The paper presents HIT-Leiden, an innovative incremental algorithm that reduces affected vertices and maintains community quality, outperforming existing methods in speed and scalability.

Findings

HIT-Leiden achieves up to five orders of magnitude speedup over existing solutions.

The algorithm maintains community quality comparable to state-of-the-art methods.

HIT-Leiden meets strict latency requirements in production environments.

Abstract

Community detection is a foundational capability in large-scale industrial graph analytics, powering applications such as fraud-ring discovery, recommendation systems, and hierarchical indexing for retrieval-augmented generation. Among modularity-based methods, the Leiden algorithm has been widely adopted in production because it delivers high-quality communities with connectivity guarantees.
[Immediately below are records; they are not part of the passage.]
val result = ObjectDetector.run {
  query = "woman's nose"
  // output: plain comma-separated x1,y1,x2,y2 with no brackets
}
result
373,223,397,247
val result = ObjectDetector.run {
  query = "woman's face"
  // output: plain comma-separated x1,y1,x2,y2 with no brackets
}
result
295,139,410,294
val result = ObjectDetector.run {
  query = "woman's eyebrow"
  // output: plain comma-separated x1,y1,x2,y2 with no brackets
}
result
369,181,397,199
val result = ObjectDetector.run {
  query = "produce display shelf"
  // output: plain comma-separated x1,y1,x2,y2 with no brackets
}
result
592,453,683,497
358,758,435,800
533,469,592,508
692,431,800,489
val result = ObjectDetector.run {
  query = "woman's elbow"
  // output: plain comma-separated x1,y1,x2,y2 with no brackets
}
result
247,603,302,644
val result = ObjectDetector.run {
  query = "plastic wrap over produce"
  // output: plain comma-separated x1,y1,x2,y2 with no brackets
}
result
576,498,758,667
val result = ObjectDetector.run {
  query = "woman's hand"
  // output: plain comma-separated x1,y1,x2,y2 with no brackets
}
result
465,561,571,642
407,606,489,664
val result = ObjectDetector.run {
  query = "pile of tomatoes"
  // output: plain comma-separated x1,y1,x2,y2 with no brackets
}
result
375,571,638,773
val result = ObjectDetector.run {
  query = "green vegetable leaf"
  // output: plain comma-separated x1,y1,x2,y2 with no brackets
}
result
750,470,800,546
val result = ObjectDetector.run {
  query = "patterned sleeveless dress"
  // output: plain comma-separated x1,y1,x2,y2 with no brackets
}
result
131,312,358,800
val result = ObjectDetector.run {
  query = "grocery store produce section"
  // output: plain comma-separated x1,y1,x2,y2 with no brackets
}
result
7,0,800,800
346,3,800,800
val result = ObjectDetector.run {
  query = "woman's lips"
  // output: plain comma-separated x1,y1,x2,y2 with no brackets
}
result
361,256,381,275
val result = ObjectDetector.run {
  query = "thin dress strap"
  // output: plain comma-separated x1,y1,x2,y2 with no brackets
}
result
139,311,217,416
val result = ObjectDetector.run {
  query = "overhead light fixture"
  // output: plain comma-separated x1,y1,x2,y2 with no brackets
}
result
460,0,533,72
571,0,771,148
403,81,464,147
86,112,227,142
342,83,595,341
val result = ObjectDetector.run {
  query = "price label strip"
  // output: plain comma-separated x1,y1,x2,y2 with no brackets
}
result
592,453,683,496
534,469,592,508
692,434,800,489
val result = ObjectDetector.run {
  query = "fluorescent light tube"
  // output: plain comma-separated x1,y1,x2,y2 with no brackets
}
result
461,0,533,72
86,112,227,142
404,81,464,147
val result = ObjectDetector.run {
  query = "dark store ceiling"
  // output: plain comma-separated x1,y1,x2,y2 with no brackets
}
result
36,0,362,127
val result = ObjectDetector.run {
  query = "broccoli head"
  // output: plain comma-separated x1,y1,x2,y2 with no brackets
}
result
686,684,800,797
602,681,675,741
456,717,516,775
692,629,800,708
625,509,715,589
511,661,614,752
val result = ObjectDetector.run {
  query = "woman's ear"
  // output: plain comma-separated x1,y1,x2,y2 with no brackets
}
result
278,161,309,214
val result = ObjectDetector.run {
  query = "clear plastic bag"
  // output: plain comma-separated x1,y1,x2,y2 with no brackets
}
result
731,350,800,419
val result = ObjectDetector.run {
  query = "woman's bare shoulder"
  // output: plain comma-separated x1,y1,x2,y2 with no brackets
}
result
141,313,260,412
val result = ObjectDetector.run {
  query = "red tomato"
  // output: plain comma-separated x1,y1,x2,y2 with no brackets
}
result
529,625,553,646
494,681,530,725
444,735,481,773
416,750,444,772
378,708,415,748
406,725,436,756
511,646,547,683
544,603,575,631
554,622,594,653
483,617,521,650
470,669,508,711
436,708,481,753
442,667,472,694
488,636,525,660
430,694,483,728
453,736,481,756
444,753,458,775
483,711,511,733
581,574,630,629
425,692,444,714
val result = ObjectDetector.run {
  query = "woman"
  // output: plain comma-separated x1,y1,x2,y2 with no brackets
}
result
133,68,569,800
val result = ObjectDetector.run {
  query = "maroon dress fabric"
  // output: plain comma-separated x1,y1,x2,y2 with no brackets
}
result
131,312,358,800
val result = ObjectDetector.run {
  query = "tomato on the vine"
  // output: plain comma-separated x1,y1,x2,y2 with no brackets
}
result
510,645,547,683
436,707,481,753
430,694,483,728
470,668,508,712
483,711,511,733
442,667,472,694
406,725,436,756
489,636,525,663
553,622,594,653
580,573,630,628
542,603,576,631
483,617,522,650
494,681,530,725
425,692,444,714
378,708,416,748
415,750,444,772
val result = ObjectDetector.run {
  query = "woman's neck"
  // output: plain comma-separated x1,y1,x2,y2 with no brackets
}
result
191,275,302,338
However, real-world graphs evolve continuously, and timely community updates are needed to keep downstream features and retrieval indices fresh. Meanwhile, existing dynamic Leiden approaches recompute the communities whenever their vertices and edges change, thereby almost degrading to near-full recomputation under frequent updates. To alleviate the efficiency issue, we study the efficient maintenance of Leiden communities in large dynamic graphs and present a novel algorithm, called Hierarchical Incremental Tree Leiden (HIT-Leiden). We first provide a boundedness analysis showing that prior incremental Leiden methods can incur essentially unbounded work even for small updates. Guided by this analysis, we propose HIT-Leiden which effectively reduces the range of affected vertices by maintaining connected components and hierarchical community structures. Extensive experiments on large real-world dynamic graphs demonstrate that HIT-Leiden achieves community quality comparable to the state-of-the-art competitors while delivering speedups of up to five orders of magnitude over existing solutions. The production deployment results show that HIT-Leiden meets stringent latency requirements under high-rate updates at scale.